前回の日記(id:tinuyama:20050910)で玄史生さんと浦木裕さんに教へていただいた例の記事を読んだ。

呆れた。現在は忠烈祠*1となつてゐる桃園神社を使つて商売をしようといふことらしい。
この記事は、桃園県の忠烈祠が「桃園県神社文化館」として生まれ変はる計画があると報じ、桃園県政府の意向として以下のやうな点を挙げてゐる。

  • 忠烈祠がある虎頭山に桜並木を造る
  • 日本料理店街を建設する
  • 文化館内で特製の御守りを販売する*2
  • 日本の祭りを開催し、伝統的な日本の味はひを演出する

何といふか……。開いた口が塞がらない。浦木裕さん(id:kuonkizuna)によると、これらは事実と異なるさうなのだが、記事中では桃園県副県長の言葉として引用されてゐる。副県長氏の個人的な見解に過ぎないものを記者が記事にしてしまつたのか。
この副県長氏は「(元・桃園神社の建物は日本国外の最大のものであるのだから、)日本風にして何か問題あるの?」と言い放つてゐる。また「平安、進学、恋愛の御守りを販売しませう。台湾でしか買へない日本の御守りですよ」ださうだ。こんなことをして人が集まるとでも本気で思つてゐるのか。いくら何でも台湾の人を舐めてないか。それに、祭りつて、一体誰が何のためにやるんだらう?
また、神社が建設される前の段階で、日本人によつて台湾各地の寺廟が数多く壊されたり焼却されたりした歴史をこの副県長氏はご存知ないのでせうか。

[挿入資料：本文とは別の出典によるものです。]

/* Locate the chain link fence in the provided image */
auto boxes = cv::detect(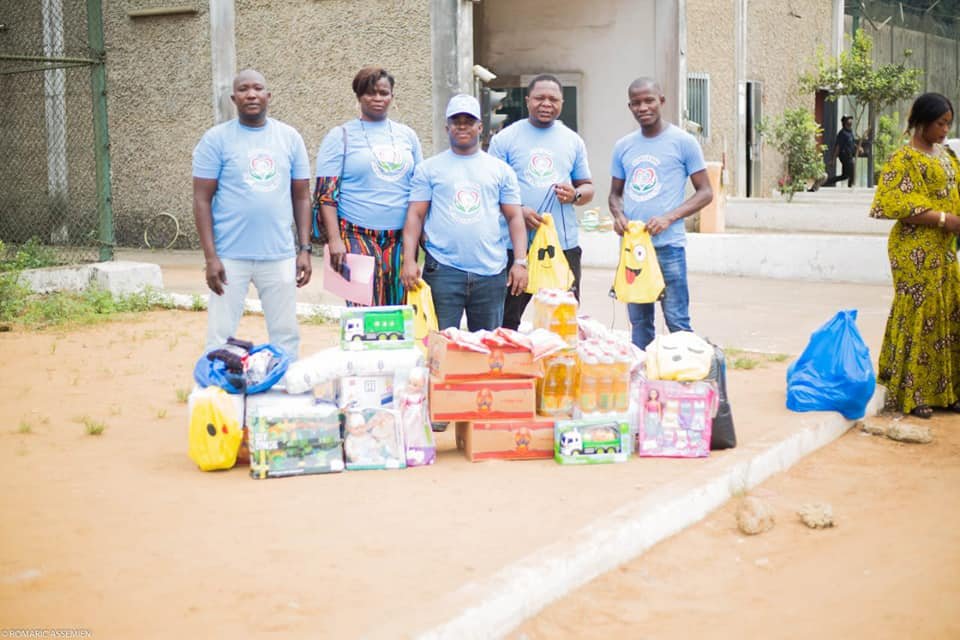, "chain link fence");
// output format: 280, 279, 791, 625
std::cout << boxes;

寺廟だけではない。総督府は、各家庭でも台湾人が祖先の位牌を祀っている霊壇に神棚をおかせ、天照大神を祀らせるために祖先の位牌を取り除くことまでも強制した。それはあまりにもひどすぎるということで、この宗教問題は日本の国会でも取り上げられた。
日本統治下 台湾の「皇民化」教育―私は十五歳で「学徒兵」となった

かういつた歴史を全くなかつたかのやうに、元・桃園神社を「日本風」観光地にしようとする神経を疑ふ。
しかも、戦後は忠烈祠として存在してきたもの。退役軍人会からの抗議は当然だと思ふ。今回修復作業が行はれるさうなのだが、それは純粋にこの建物を資料として残すためのものであつてほしいと思ふ。余計なものは要らない。この建物に何を見るかは、見る人、それぞれの目にゆだねてほしい。

*1:戦歿した人の御霊をまつる祠

*2:御守りは「買ふ」ものではなく、頂くものだと聞いたことがあるのですが、どうなのでせう。まあ、日本でも普通に売つてますが(笑)。